Wat wel tot een daling van de catalogusprijs zou moeten leiden is de verlaging van de BPM in het kader van de afbouw met het oog op de introductie van de kilometerprijs. Die effecten zullen echter niet groot zijn. In de hiervoor aangehaalde nota naar aanleiding van het verslag op het Belastingplan 2010 is daarover het volgende opgemerkt:
Wat betreft de vraag over de gevolgen voor de Nederlandse consumentenprijs als gevolg van de recent doorgevoerde verlaging van de BPM (5% in 2009) merk ik op dat de daaruit voortvloeiende prijswijziging minder dan 2% zou kunnen bedragen indien de verlaging één op één zou worden doorgegeven in de consumentenprijs. Afgezet tegen de inflatie zou een volledige doorberekening van die verlaging in de consumentenprijs, rekening houdend met de inflatie, slechts zeer beperkt invloed hebben op die consumentenprijs. In dit kader is ook van belang dat een wijziging van de uitvoering van de personenauto, hoe beperkt ook, alsmede speciale acties en aanbiedingen de prijs dermate beïnvloeden dat veelal niet meer kan worden vastgesteld of, en in hoeverre de BPM-verlaging zijn weerslag heeft gevonden in de consumentenprijs. Voorshands ga ik er van uit dat pas na een aantal jaren zichtbaar wordt in hoeverre de verlaging van de BPM ook daadwerkelijk zijn invloed heeft gehad op de consumentenprijs.
Benadrukt wordt dat het genoemde bericht van het CBS betrekking heeft op de verandering in autoprijzen tussen januari 2010 en december 2009. Deze maandmutatie leidt uiteraard tot andere uitkomsten dan een jaarmutatie waarin het jaarlijks gemiddeld 2,8% zuiniger worden van auto’s adequaat kan worden meegenomen. Het CBS bepaalt verder de prijsontwikkeling van nieuwe auto’s op basis van een steekproef van de 30 meest gangbare auto’s.

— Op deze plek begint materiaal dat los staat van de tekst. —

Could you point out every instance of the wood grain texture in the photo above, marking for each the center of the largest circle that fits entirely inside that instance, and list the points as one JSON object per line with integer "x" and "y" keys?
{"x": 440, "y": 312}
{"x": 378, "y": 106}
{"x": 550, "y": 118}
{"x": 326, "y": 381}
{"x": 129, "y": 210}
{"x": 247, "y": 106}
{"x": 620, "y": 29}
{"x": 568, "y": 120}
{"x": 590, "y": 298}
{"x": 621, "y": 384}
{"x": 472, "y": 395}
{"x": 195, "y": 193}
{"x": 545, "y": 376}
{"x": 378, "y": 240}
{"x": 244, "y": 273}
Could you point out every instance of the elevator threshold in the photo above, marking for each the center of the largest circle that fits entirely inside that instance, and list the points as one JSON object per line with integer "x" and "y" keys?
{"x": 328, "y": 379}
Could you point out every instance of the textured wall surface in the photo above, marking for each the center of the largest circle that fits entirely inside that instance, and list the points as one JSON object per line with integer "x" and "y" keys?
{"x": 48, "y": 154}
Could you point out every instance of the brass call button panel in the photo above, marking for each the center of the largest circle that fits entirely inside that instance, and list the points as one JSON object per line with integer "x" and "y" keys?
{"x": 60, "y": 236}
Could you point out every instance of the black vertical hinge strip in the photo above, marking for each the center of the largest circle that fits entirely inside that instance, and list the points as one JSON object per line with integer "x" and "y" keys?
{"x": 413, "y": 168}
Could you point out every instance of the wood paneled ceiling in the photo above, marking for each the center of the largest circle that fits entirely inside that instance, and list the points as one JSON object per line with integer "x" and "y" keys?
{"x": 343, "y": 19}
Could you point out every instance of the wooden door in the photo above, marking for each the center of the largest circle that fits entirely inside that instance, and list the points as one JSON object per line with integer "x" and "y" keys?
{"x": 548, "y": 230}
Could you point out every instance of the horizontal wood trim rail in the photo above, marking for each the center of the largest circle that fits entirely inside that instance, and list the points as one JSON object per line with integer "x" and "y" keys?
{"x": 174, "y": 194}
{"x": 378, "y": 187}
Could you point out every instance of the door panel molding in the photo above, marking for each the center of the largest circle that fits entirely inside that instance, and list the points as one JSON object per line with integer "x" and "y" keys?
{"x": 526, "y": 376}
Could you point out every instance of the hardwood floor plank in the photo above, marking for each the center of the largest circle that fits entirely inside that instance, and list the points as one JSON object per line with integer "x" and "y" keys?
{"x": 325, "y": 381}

Deze steekproef hoeft niet representatief te zijn voor de CO2-ontwikkeling van het gehele aanbod en álle verkopen. Op microniveau kunnen de veranderingen in de BPM heel verschillend uitpakken. De ombouw leidt er – zoals gezegd – immers bewust toe dat de BPM van zuinige auto’s daalt en de BPM van onzuinige auto’s stijgt.
Zie antwoord vraag 1.
In het Belastingplan 2009 (Stb. 565, zie ook Kamerstukken II, vergaderjaar 2008/09, 31 704, nr. 3) is de afbouw van de BPM in het kader van de kilometerbeprijzing vastgelegd voor de jaren tot en met 2013. Deze wet voorziet in een verschuiving van de BPM naar de MRB in jaarlijkse stappen van € 185 miljoen in de jaren 2009, 2010, 2011 en 2012 en van € 480 miljoen in 2013. De afbouw van de BPM vindt plaats onder gelijktijdige verhoging van de MRB voor personenauto’s en bestelauto’s van particulieren.